I dubbi sull’intelligenza artificiale

Le connessioni con la realtà sono quelle che più affascinano noi lettori.

C’è Thomas Edison, e questo non deve stupire, visto che l’inventore statunitense era proprio tra i simboli scientifici del suo tempo. C’è però soprattutto Menlo Park, oggi quartier generale di Facebook. E poi c’è lei, l’argomento centrale di tutta la vicenda; l’intelligenza artificiale. Fortemente dibattuto anche in Commissione Europea proprio pochi giorni fa, l’IA è da sempre il sogno e l’incubo degli esseri umani. Fin dove possiamo spingerci con la scienza, e fino a che punto l’intelligenza artificiale deve poter imitare l’uomo diventandone un vero e proprio sostituto?

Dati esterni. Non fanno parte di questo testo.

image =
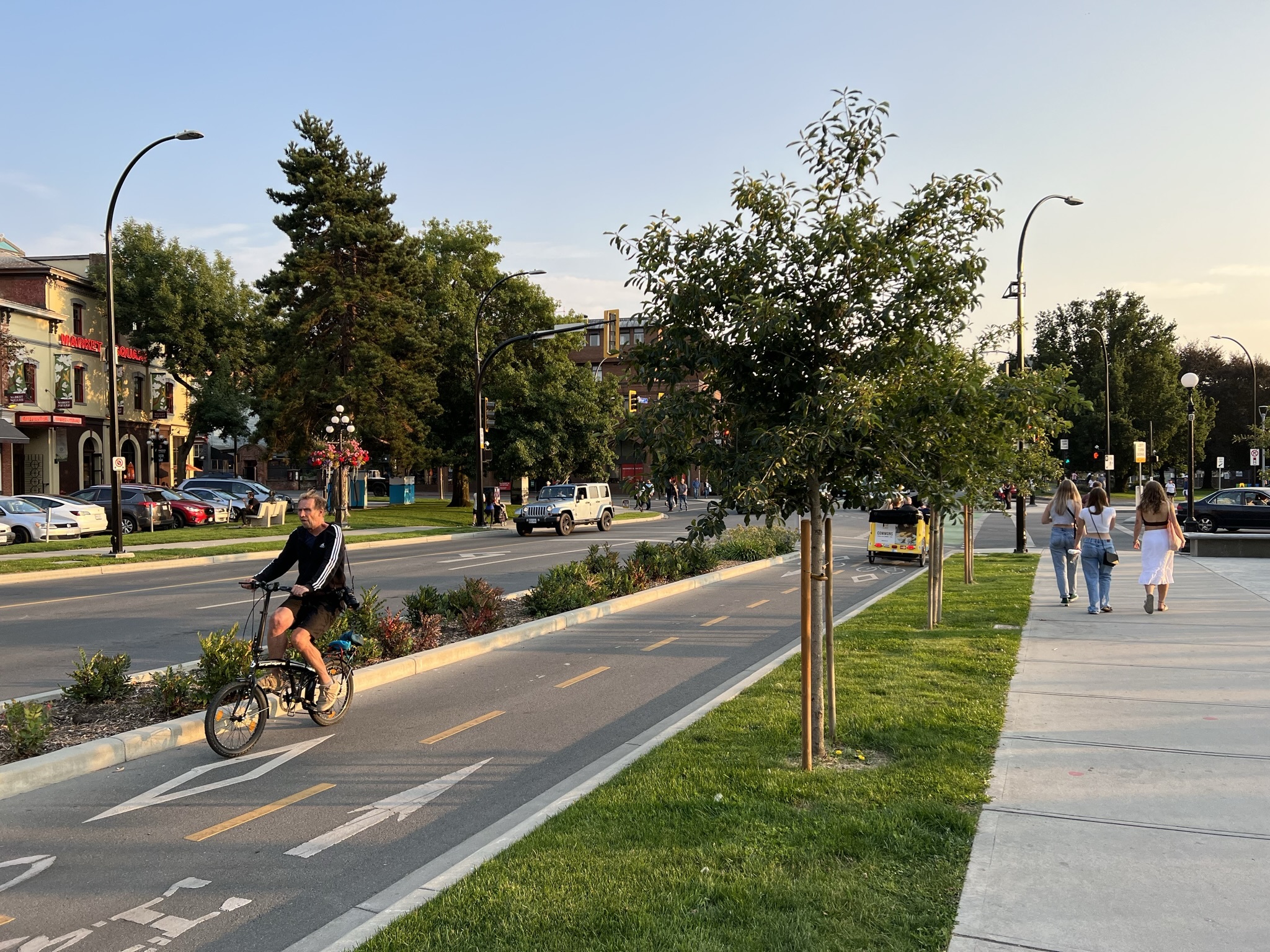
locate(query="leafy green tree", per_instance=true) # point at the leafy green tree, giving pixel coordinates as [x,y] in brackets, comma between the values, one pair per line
[554,419]
[1146,372]
[776,333]
[346,322]
[189,311]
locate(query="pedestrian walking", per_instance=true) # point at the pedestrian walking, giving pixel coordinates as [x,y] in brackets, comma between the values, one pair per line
[1098,552]
[1061,514]
[1157,534]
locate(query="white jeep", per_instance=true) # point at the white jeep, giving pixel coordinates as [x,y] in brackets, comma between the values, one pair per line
[567,506]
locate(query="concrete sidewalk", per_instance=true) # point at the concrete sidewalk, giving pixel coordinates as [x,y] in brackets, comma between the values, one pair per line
[1129,798]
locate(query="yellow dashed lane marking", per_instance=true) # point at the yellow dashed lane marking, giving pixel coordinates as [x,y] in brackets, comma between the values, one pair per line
[258,813]
[658,644]
[582,677]
[463,726]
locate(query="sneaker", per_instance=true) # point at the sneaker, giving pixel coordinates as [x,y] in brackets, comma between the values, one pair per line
[327,696]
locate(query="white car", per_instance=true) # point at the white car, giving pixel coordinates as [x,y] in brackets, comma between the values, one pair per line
[89,516]
[31,523]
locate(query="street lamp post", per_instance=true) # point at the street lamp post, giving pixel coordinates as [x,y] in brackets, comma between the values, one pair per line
[1018,293]
[112,350]
[1191,381]
[481,416]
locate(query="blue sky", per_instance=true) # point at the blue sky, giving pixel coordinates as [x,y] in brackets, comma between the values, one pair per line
[559,122]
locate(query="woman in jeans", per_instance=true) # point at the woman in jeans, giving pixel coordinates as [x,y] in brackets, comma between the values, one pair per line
[1094,532]
[1061,513]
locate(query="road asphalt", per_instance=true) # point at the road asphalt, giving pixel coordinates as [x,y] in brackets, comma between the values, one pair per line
[394,786]
[1129,808]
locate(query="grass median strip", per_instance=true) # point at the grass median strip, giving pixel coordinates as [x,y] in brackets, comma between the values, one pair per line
[258,813]
[717,840]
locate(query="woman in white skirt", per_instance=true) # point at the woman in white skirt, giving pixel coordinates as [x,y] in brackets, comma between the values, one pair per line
[1158,536]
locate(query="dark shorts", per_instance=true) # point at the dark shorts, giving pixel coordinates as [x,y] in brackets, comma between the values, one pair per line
[313,615]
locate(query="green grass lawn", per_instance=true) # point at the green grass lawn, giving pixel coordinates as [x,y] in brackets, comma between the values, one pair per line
[717,840]
[158,555]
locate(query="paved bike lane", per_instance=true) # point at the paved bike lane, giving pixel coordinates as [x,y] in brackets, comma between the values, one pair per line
[186,851]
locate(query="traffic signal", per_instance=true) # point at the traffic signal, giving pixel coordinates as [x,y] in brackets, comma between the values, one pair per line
[611,333]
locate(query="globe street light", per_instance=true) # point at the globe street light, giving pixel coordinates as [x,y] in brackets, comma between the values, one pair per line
[1016,291]
[112,351]
[1191,381]
[481,416]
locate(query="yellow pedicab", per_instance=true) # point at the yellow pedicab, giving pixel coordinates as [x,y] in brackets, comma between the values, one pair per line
[897,534]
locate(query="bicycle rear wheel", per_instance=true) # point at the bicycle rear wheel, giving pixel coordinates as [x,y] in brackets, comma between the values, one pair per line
[235,719]
[342,676]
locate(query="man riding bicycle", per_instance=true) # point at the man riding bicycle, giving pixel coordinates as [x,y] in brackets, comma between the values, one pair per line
[316,598]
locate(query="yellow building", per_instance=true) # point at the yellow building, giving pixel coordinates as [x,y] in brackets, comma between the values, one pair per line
[56,392]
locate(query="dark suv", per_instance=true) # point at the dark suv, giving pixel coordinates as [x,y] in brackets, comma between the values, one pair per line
[144,507]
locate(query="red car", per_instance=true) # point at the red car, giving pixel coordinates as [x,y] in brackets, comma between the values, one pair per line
[186,511]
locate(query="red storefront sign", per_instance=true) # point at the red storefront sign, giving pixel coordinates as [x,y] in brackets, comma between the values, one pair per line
[78,343]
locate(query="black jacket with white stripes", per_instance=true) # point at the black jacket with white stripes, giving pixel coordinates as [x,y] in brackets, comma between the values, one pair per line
[322,559]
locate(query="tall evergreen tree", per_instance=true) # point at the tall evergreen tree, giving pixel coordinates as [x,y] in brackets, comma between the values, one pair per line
[349,325]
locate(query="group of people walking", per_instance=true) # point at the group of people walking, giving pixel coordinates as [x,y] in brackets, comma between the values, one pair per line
[1081,534]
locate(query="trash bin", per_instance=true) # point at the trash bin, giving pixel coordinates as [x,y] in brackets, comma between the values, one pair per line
[401,490]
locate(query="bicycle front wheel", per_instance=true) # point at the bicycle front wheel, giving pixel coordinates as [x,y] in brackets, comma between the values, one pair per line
[235,719]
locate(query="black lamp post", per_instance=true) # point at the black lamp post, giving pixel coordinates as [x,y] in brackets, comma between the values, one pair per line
[481,416]
[112,351]
[1191,381]
[1018,291]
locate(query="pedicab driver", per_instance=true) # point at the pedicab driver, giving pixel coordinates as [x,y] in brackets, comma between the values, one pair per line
[315,601]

Oggi l’UE ha messo chiari paletti all’utilizzo dell’IA da un punto di vista normativo. Ma sappiamo bene che l’intelligenza artificiale non è solo l’immagine romanzata di un androide che somiglia a noi umani, bensì la capacità infinita di calcolo che potrebbe un giorno giungere a quantizzare quel che oggi crediamo sia impossibile quantificare, quell’elemento che forse più di tutti gli altri elementi ci rende umani, e che in molti chiamano anima, ossia la coscienza. Un romanzo dunque che si interroga su questi argomenti ben prima che potessero realmente divenire realtà, e che oggi sappiamo invece essere tema di grande dibattito filosofico e scientifico concreto.